By SUN STAFF
By the end of this academic year, the University will see the departure of several senior-level administrators — President David Skorton will leave in June to head the Smithsonian Institution, Susan Murphy ’73 Ph.D. ’94 will retire from her post as vice president for student and academic services and former provost Kent Fuchs began his presidency at the University of Florida at the beginning of this year.
In an interview with The Sun earlier this month, Skorton said he believed this transition between leaderships and such turnover was a “good” thing. He explained this in the context of when the Board of Trustees approached him to consider another five-year term as president.

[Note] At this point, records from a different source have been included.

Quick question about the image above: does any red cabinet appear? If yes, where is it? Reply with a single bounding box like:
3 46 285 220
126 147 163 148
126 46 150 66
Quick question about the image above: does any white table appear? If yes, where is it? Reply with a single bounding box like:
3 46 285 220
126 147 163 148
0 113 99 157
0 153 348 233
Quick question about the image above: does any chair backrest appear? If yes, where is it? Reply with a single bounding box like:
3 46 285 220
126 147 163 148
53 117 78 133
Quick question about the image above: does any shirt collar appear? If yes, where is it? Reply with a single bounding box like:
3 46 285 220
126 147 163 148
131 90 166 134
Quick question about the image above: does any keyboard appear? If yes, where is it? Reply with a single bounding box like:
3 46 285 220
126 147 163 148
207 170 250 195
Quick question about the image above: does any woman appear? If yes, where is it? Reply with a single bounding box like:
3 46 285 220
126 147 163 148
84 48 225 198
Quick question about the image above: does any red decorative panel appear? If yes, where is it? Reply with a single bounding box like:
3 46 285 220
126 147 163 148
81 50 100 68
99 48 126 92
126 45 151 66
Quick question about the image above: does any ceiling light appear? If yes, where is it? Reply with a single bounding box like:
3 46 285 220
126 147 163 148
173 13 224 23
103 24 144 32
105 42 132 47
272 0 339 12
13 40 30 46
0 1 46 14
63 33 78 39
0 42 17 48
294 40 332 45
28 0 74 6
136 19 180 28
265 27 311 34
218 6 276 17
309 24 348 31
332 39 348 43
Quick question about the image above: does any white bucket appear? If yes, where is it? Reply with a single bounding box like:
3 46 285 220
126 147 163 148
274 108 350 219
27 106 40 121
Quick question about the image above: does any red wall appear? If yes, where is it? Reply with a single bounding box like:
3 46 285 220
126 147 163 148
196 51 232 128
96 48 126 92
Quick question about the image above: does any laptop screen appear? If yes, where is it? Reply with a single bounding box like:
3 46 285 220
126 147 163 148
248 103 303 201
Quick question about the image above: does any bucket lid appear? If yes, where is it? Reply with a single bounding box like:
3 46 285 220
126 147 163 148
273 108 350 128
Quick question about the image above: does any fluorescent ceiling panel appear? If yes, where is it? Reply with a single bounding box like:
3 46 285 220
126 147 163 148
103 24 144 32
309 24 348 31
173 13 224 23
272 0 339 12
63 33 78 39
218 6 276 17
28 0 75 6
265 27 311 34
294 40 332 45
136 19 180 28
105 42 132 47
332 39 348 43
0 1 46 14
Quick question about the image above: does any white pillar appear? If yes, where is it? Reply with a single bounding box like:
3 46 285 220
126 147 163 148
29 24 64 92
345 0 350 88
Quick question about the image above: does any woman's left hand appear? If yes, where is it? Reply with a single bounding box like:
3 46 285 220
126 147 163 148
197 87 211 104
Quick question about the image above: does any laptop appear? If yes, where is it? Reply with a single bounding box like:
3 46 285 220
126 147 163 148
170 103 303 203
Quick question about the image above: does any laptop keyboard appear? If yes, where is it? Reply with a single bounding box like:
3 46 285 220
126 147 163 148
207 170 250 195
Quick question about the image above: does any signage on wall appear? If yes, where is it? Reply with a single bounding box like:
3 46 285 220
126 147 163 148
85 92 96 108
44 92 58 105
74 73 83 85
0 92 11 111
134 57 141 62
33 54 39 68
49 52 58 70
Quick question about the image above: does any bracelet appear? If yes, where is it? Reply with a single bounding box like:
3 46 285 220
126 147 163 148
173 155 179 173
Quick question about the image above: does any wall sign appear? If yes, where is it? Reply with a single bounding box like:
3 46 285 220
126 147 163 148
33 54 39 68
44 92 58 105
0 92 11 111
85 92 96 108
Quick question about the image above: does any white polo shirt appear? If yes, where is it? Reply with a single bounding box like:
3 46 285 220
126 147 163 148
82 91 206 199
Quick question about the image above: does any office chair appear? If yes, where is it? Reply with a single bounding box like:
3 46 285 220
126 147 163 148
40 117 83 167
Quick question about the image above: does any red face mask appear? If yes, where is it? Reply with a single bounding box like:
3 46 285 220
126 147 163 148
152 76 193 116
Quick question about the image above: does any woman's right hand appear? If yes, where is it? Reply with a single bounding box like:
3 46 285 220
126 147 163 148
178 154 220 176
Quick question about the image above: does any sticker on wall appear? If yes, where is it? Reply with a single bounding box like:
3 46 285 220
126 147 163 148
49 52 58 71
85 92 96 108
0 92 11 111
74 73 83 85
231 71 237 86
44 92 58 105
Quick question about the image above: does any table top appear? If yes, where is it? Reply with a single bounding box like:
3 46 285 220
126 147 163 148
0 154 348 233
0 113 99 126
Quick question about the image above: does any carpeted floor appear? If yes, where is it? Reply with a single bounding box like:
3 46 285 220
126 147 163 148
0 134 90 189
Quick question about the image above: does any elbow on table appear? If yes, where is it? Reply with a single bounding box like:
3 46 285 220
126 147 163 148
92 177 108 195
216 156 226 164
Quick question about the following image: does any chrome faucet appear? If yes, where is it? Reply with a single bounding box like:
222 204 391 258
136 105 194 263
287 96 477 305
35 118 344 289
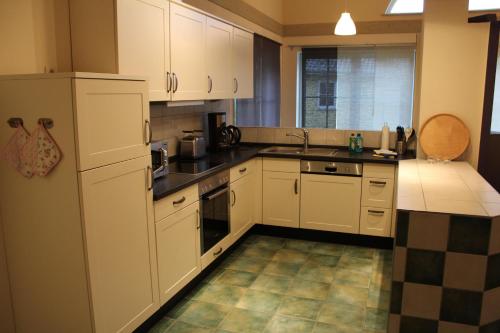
286 128 309 151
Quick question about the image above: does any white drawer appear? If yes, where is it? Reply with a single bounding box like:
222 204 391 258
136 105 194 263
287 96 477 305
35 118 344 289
262 158 300 172
229 160 255 183
201 235 233 270
359 207 392 237
363 163 396 179
154 185 199 222
361 177 394 208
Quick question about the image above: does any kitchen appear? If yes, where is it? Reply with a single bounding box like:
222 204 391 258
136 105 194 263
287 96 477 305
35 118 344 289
0 0 500 333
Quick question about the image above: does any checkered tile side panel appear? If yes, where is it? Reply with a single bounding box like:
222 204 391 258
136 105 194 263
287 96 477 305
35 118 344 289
388 211 500 333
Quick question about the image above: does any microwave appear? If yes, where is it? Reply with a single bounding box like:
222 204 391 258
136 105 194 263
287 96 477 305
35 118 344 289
151 140 168 179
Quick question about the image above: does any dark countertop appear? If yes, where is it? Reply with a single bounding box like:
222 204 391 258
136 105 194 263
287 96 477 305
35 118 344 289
153 144 415 201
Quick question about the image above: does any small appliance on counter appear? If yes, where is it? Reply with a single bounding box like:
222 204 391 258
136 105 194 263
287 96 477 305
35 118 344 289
179 130 207 160
151 140 168 179
207 112 241 151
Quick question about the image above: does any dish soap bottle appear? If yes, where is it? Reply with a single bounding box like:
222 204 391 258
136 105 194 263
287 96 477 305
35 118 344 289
380 123 389 150
356 133 363 153
349 133 356 153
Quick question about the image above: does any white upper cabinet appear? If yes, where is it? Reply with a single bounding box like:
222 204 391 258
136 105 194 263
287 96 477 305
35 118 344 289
73 79 152 171
232 27 253 98
116 0 171 101
207 17 233 99
69 0 253 101
170 3 208 101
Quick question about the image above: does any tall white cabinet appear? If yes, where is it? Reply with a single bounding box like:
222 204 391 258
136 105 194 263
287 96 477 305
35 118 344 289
70 0 253 101
0 73 159 333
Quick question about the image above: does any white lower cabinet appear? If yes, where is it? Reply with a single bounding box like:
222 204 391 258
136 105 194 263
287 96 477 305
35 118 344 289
262 170 300 228
300 174 361 233
230 174 255 242
359 207 392 237
156 201 201 304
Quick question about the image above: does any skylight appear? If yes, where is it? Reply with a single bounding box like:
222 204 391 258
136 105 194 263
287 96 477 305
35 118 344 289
386 0 424 14
469 0 500 10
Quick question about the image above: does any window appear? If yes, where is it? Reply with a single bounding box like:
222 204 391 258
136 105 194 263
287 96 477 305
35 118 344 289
234 34 281 127
318 80 335 109
385 0 424 14
469 0 500 11
297 46 415 130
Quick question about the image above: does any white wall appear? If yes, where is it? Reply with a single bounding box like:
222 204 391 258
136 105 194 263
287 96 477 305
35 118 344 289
419 0 489 168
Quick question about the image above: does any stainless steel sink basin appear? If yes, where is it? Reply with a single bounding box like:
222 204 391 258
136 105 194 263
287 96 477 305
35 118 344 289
261 146 337 156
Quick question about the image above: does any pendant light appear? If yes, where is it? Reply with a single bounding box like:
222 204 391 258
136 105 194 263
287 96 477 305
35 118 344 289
335 0 356 36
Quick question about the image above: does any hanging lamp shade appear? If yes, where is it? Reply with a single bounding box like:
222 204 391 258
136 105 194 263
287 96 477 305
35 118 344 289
335 12 356 36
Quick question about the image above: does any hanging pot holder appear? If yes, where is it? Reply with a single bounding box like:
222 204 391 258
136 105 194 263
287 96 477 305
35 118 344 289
0 125 33 178
26 124 62 177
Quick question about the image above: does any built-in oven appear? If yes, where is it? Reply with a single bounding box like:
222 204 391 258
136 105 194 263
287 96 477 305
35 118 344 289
198 170 230 255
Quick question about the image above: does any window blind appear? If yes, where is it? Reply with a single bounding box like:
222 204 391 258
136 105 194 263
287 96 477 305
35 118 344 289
301 46 415 130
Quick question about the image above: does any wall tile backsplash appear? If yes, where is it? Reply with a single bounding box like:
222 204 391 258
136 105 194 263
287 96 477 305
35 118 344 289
240 127 396 149
150 100 230 156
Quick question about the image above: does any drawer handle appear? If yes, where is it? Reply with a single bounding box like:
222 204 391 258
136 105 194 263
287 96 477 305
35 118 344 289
172 197 186 206
214 247 222 257
370 180 387 186
368 209 385 216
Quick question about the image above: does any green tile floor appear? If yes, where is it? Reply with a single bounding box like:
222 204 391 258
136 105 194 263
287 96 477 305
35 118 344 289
146 235 392 333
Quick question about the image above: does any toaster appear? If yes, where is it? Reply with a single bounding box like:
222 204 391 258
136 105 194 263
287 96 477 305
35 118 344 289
179 130 207 160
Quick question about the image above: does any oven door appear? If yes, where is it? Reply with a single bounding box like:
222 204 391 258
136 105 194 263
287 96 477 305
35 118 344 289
200 185 230 255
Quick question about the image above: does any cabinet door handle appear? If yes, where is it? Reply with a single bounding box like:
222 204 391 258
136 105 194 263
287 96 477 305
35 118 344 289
370 180 387 186
231 190 236 207
214 247 222 257
172 197 186 206
144 119 153 146
167 72 172 92
172 73 179 93
146 165 153 191
196 209 201 230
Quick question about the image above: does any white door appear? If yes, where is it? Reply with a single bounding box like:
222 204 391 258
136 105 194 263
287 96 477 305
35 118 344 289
207 17 233 99
116 0 172 101
230 174 255 241
232 28 254 98
300 174 361 234
170 3 208 101
262 171 300 228
73 79 151 171
156 201 201 304
78 156 159 333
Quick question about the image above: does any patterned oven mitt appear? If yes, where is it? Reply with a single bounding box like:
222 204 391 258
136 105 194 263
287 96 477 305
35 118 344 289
0 125 33 178
25 124 62 177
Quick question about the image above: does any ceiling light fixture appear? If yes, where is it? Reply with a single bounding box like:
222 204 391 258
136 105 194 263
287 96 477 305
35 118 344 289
335 0 356 36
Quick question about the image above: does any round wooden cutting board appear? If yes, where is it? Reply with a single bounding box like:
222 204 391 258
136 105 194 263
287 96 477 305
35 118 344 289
420 114 470 161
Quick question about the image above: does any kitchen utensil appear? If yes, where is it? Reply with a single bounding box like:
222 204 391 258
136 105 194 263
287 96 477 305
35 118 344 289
179 130 207 160
404 127 415 142
420 114 470 160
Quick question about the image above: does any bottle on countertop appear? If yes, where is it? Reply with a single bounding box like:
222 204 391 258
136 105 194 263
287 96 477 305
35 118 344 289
380 123 389 150
349 133 356 153
356 133 363 153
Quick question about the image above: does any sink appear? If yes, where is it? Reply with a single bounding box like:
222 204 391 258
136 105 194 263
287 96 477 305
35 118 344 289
302 148 338 156
261 146 337 156
262 146 303 154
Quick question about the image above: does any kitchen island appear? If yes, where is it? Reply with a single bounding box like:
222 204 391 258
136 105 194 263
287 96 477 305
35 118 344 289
389 160 500 333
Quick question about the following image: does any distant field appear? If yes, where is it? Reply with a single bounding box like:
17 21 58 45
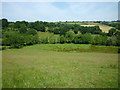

“I think there is already potential for a good, smooth transition.” – President David Skorton
“I told them I didn’t want to do it because … fresh ideas are very important in such a complex [and] changing entity,” he said. “Every year, roughly a quarter of undergrad students turn over. Every year, new graduate and professional students come in. Faculty and hiring staff turnover occurs. And so, I think it’s good for the leadership to turn over as well.”
Skorton said the Board of Trustees, whose tasks are to “hire and release the President,” is a major force of continuity between change in leadership. He added that “direct interaction between incoming and outgoing executives” is another factor that plays in continuity.
“Murphy, after 21 years, will still be around here in another role and she will make herself available if the new person wants advice,” he said. “So I think there is already potential for a good, smooth transition. … I know there will be a chance for some interaction between people who are doing the job and people who are going to be doing it later.”
“I really believe [President-elect Elizabeth Garrett] is going to be a great leader.” – President David Skorton
Skorton also said he has had consistent interaction with President-elect Elizabeth Garrett, and believes that she is an “effective” communicator.
“There has been enormous chance for me to begin to interact with Beth Garrett, and she has been so energetic and effective at communicating with me,” Skorton said. “I really believe that she’s going to be a great leader — [she is] student-centric, smart, experienced, decisive, but she’s also getting a big chance to interact with me and other leaders, so I think that part will be a pretty smooth transition.”
He also encouraged student leaders to “step up and interact” with Garrett.
“I feel that Garrett will form a very strong and cohesive team and pay attention to every person in her circle,” Skorton said.